We recently caught up with the filmmaker to discuss the impetus behind the documentary and her father’s story.
Lynn, congrats on the film. Is it safe to assume you’ve been working on a documentary of your father for decades?
It all depends on what you would call work. If you started with the idea that one’s relationship with your parents is kind of working, there’s film footage going back to the mid-’60s so it kind of started there. But it also truly started with me as a filmmaker in 1991 when I decided that I wanted to make a film that helped me understand the medium and how it could give you an opportunity to get to know another person better. I actually made a film about a total stranger a few years later. Then I made a film about a distant relative. I thought the easiest one would be about my dad and it was definitely the hardest.
Despite trying your best to get answers about his past, your father proves successfully elusive in providing any concrete details about his actions — especially as it relates to other women.
With my dad, overt introspection wasn’t really part of his way of being. It just took me a long time to realize that. Maybe I evolved as a documentary filmmaker, where I saw that model as having a lot of limitations. I started to think about how you understand a person by the company they keep or how you understand them by the way they interact with the world or — even more — how they look at you. If they’re holding a camera and you have access to that material, then see something about their perception.
The film touches upon what was more than likely a traumatic incident your father experienced as a 3-year-old. Despite the fact he claims no memory of it, one could argue that defines his life and behavior.
My father always said he didn’t dream.

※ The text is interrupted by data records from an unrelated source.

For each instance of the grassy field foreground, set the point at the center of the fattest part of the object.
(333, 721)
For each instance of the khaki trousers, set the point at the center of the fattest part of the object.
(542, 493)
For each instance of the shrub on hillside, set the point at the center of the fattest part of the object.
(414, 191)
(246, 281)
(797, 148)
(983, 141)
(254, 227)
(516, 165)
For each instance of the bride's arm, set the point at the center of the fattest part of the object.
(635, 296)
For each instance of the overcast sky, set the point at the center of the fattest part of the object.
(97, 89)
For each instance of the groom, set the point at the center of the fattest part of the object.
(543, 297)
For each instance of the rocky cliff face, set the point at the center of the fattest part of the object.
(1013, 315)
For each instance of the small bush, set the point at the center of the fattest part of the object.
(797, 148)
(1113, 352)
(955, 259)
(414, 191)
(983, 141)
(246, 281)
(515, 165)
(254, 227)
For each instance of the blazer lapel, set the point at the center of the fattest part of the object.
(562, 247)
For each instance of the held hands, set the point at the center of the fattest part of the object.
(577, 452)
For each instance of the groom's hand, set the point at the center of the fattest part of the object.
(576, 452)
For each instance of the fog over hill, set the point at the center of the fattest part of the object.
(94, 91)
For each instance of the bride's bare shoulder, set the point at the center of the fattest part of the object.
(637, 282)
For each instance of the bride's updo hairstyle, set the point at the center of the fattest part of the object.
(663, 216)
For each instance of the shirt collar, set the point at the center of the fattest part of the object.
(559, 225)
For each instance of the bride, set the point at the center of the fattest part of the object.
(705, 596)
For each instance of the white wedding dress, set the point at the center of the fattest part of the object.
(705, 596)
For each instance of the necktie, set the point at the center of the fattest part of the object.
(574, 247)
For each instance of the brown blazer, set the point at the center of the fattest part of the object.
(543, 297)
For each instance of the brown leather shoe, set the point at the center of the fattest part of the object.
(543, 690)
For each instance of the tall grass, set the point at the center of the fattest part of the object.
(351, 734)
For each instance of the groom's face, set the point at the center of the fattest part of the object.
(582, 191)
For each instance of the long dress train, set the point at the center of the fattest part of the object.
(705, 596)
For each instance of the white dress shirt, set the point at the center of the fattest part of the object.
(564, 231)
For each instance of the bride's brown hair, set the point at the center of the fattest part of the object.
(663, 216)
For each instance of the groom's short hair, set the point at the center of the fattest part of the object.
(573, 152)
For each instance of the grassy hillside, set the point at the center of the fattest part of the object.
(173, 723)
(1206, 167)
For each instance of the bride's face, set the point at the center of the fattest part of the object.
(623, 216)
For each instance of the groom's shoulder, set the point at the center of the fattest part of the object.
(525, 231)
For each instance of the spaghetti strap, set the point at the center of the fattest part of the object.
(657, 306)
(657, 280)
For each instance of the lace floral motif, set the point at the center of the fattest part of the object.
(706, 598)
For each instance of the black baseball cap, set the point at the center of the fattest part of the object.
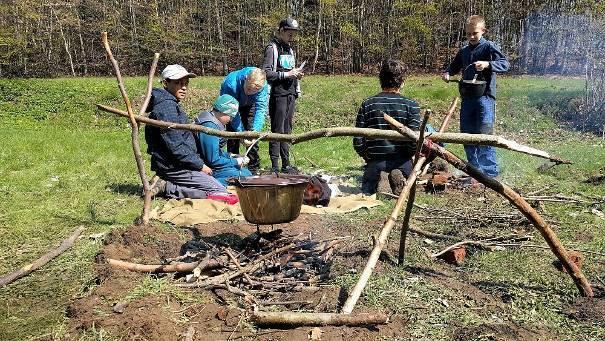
(289, 24)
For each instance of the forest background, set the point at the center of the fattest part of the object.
(52, 38)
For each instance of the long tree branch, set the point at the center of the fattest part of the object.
(514, 198)
(456, 138)
(26, 270)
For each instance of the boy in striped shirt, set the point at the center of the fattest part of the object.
(380, 155)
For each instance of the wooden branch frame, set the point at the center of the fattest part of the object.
(456, 138)
(384, 233)
(136, 148)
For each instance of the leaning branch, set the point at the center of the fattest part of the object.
(317, 319)
(26, 270)
(164, 268)
(456, 138)
(514, 198)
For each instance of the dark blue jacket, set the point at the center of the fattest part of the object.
(484, 51)
(233, 85)
(170, 149)
(211, 147)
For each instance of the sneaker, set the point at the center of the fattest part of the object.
(397, 181)
(158, 187)
(290, 170)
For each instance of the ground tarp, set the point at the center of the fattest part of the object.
(202, 211)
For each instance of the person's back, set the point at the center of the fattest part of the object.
(382, 155)
(479, 60)
(249, 87)
(163, 106)
(371, 115)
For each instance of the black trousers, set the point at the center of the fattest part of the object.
(281, 112)
(247, 117)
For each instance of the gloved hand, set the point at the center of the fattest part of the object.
(242, 161)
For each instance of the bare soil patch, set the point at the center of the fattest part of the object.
(218, 315)
(500, 332)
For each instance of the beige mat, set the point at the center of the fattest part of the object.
(203, 211)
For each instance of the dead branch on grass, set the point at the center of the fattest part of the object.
(47, 257)
(515, 199)
(205, 264)
(490, 244)
(456, 138)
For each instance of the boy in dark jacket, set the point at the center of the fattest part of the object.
(212, 150)
(385, 155)
(173, 152)
(477, 114)
(283, 77)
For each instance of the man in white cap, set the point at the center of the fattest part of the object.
(174, 155)
(212, 148)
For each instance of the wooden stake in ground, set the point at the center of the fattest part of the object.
(384, 236)
(317, 319)
(134, 133)
(515, 199)
(26, 270)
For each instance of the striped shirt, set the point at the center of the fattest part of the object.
(370, 115)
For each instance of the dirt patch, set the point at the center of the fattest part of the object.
(500, 332)
(169, 313)
(586, 309)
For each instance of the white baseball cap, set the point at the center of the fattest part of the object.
(176, 71)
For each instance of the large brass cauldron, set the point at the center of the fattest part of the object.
(270, 199)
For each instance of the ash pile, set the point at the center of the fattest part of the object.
(258, 265)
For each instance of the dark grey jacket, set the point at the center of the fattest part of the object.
(484, 51)
(170, 149)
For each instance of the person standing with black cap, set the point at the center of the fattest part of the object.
(283, 76)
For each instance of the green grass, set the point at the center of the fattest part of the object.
(64, 164)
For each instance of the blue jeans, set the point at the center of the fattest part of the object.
(371, 174)
(229, 172)
(477, 117)
(186, 183)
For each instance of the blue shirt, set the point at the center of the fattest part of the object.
(233, 85)
(170, 149)
(486, 51)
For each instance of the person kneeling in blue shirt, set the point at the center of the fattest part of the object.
(212, 148)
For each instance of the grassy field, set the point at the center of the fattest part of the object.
(64, 164)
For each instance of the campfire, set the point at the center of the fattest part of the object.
(260, 264)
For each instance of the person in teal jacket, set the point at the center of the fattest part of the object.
(211, 148)
(249, 87)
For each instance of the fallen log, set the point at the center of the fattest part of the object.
(287, 318)
(456, 138)
(47, 257)
(514, 198)
(205, 264)
(412, 197)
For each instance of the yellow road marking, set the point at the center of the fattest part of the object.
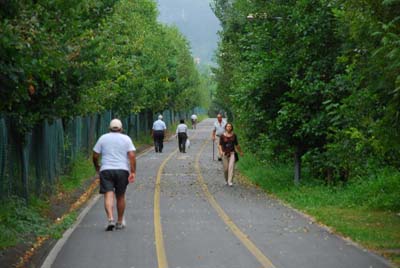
(160, 248)
(263, 260)
(161, 256)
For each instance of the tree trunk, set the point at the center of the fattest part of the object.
(297, 167)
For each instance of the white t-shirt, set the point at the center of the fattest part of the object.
(219, 128)
(181, 128)
(114, 148)
(159, 125)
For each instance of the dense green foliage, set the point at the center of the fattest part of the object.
(317, 79)
(364, 210)
(59, 59)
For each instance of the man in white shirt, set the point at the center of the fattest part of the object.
(117, 170)
(181, 132)
(194, 121)
(158, 133)
(218, 130)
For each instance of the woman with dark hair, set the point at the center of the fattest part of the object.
(181, 132)
(228, 144)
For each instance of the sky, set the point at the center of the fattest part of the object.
(196, 20)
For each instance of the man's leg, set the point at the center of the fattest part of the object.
(225, 162)
(161, 142)
(217, 143)
(231, 166)
(121, 207)
(109, 204)
(155, 142)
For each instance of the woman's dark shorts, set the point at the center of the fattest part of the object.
(114, 180)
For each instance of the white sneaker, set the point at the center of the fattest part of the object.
(122, 225)
(110, 225)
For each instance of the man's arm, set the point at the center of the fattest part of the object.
(95, 159)
(132, 162)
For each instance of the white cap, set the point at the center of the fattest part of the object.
(115, 124)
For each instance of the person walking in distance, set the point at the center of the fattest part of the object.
(181, 132)
(228, 145)
(194, 121)
(158, 133)
(117, 170)
(218, 130)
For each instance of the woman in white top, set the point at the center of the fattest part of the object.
(181, 132)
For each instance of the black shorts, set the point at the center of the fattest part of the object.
(115, 180)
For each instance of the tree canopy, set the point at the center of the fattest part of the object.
(59, 59)
(316, 79)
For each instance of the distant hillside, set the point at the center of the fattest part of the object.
(196, 21)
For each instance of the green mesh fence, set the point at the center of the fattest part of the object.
(32, 165)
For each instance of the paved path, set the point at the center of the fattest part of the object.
(181, 214)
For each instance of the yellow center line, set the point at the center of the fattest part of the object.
(161, 256)
(160, 248)
(263, 260)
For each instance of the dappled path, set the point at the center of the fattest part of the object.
(180, 213)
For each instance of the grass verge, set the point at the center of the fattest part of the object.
(366, 211)
(23, 222)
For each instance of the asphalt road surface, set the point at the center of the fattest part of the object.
(181, 214)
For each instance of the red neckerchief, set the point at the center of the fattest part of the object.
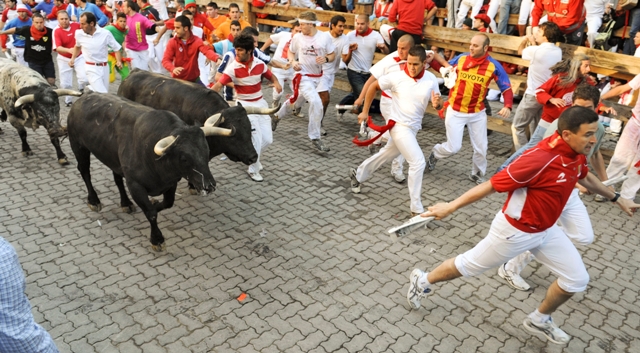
(470, 61)
(366, 33)
(37, 35)
(406, 71)
(119, 28)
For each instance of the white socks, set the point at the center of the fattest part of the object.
(422, 281)
(539, 318)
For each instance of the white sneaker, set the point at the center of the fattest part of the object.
(416, 293)
(355, 184)
(255, 176)
(513, 279)
(549, 329)
(399, 177)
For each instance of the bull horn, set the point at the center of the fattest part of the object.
(262, 111)
(214, 120)
(61, 92)
(218, 131)
(27, 98)
(162, 145)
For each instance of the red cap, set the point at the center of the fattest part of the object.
(484, 18)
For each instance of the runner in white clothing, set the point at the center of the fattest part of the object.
(313, 48)
(336, 30)
(95, 43)
(281, 55)
(410, 90)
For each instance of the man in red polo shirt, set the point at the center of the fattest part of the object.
(569, 15)
(181, 55)
(409, 14)
(538, 185)
(64, 41)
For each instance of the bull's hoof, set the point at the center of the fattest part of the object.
(129, 209)
(159, 248)
(95, 208)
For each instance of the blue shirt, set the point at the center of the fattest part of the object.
(18, 41)
(43, 6)
(19, 332)
(94, 9)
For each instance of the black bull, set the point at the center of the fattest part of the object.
(194, 103)
(151, 149)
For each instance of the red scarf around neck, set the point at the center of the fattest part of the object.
(366, 33)
(37, 35)
(470, 61)
(406, 71)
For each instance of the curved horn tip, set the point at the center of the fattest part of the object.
(161, 146)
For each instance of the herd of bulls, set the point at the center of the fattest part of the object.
(156, 131)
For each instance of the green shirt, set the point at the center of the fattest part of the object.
(117, 34)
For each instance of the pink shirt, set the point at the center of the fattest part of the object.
(136, 38)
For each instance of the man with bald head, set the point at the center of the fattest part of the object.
(358, 55)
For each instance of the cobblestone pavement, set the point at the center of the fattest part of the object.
(315, 261)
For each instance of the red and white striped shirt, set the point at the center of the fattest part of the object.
(246, 78)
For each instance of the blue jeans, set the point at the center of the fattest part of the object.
(634, 23)
(507, 7)
(537, 136)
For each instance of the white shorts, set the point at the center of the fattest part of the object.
(326, 82)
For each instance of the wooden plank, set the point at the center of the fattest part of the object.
(294, 12)
(607, 63)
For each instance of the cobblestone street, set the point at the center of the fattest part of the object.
(315, 261)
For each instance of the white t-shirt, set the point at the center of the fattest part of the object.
(308, 48)
(387, 65)
(410, 97)
(541, 58)
(333, 67)
(283, 40)
(362, 58)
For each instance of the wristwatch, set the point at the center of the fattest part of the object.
(615, 198)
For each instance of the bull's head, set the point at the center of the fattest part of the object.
(44, 107)
(238, 147)
(188, 153)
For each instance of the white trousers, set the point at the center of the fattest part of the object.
(387, 112)
(593, 23)
(574, 221)
(551, 247)
(477, 125)
(261, 134)
(282, 76)
(66, 73)
(463, 10)
(528, 114)
(19, 52)
(308, 91)
(403, 141)
(139, 59)
(98, 77)
(625, 156)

I eventually realized he wasn’t keen on doing something that probably we do, which is to look at your childhood and figure out how that left an imprint on who you are. Now, I do believe that ruptures for children have a lasting impact. That’s the thesis or suggestion I want the film to have, which is not to say it makes excuses for behavior, but it gives context.
“Film About a Father Who” doesn’t shy away from casting your dad in unfavorable light regarding his philandering, which led to fathering numerous children with different women. Finally, how did he react to seeing the film?
He actually cried and he said to me, “I’ll try to do better in the future.” I don’t think he has any more kids, and I know he’s not going to have more. So far no one has materialized saying, “I’m the 10th child of Ira Sachs.” He never told me he had shame, but I don’t think shame is part of his vocabulary. The hardest thing for me was, I had two sisters that I didn’t know anything about. One is almost 40 years old, and I just met her a couple of years ago. I can say there were clues. I asked about them, I tried to follow those clues years ago and didn’t go anywhere with them. Am I culpable or complicit in that? I did my best.